Sementara itu, Kominfo belum lama ini juga berencana akan menambahkan fitur baru pada aplikasi PeduliLindungi, salah satunya e-certificate hasil dari tes swab atau rapid-test.

"Ke depan kita akan memasukan e-certificate, kalau sudah di swab atau rapid-test nanti masukan ke QR Code PeduliLindungi," ujar Direktur Jenderal Penyelenggaraan Pos dan Informatika (PPI) Kominfo Ahmad M. Ramli, dalam webinar yang disiarkan lewat saluran Youtube Kominfo belum lama ini.

Ramli memaparkan, hal ini akan memudahkan masyarkat jika ingin berpergian keluar kota atau menggunakan pesawat, dengan hanya menunjukkan sertfikat telah melakukan tes COVID-19 di dalam aplikasi.

Kendati demikian, menurut Heru SIKM tidak mudah didapatkan meski sudah berbentuk digital karena sering kali mengalami problem pada servernya. Padahal seharusnya hal ini mudah diperoleh.

"Kemudian, kalau dengan aplikasi, yang memsukkan data siapa? Berapa lama data dimasukkan. Sebab kan masa valid rapid tes atau PCR hanya beberapa hari. Kalau masuk diaplikasi peduli lindungi, kan terbatas untuk domestik. Kalau bepergian ke luar negeri bagaimana? Di Bandara masih diminta hardcopy, termasuk juga di negara tujuan juga hardcopy," terang Heru.

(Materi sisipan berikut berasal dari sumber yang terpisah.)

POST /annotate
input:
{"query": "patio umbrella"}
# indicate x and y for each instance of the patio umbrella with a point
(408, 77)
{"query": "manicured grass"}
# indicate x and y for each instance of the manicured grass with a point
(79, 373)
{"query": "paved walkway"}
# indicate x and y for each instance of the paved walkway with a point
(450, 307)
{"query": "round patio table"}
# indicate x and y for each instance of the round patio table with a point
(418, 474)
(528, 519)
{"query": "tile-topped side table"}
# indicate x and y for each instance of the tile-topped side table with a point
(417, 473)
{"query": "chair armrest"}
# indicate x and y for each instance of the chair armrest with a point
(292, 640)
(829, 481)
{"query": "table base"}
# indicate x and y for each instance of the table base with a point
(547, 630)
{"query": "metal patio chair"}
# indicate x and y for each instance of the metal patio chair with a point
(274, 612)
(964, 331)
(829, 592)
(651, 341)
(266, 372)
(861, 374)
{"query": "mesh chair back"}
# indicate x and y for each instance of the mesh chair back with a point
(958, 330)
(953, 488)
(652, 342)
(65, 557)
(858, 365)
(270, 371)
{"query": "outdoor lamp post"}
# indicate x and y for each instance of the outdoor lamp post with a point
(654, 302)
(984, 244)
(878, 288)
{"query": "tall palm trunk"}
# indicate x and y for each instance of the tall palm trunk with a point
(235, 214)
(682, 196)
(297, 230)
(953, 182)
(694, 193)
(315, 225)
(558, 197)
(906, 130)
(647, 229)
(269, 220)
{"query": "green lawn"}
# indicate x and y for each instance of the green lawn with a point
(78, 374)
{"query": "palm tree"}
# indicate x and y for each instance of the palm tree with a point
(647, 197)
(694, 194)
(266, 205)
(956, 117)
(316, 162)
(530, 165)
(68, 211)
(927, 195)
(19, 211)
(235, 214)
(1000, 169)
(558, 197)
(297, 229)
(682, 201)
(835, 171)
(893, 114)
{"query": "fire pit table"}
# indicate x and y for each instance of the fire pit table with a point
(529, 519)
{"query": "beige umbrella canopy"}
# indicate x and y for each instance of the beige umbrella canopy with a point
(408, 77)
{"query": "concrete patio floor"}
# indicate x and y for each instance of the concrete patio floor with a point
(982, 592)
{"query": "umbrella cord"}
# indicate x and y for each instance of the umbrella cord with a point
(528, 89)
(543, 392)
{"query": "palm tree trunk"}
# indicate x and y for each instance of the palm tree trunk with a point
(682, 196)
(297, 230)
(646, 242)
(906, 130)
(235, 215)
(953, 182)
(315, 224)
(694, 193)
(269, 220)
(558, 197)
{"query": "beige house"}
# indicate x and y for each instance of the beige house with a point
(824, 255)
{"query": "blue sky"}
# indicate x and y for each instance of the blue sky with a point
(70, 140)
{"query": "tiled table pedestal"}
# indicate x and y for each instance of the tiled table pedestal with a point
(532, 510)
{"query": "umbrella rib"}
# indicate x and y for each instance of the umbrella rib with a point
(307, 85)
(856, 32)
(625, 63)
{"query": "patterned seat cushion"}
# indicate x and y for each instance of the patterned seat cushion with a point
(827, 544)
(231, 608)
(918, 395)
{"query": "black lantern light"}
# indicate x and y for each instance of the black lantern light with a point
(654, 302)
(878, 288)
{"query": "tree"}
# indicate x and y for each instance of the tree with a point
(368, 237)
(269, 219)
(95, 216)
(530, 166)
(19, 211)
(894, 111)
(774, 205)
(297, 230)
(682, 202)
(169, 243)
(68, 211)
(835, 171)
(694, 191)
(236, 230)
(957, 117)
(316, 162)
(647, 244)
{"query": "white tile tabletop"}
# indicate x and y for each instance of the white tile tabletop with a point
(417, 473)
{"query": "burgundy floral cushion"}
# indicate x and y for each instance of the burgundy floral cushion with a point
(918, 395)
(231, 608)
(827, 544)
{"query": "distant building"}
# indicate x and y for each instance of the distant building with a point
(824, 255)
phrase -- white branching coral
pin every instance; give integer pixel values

Sementara, Heru mengharapkan bahsa aplikasi bisa dipakai jika semua tes dilakukan secara gratis tanpa pungutan biaya, jadi hasilnya bisa dilihat di aplikasi tersebut.

"Sementara kalau berbayar, sudah pakai kocek pribadi kan inginnya hasil cepat bisa didapat dan dipakai untuk syarat bepergian. Jadi agar tidak sia-sia, semua kondisi harus diperhatikan dan dipertimbangkan lebih dulu," imbuhnya.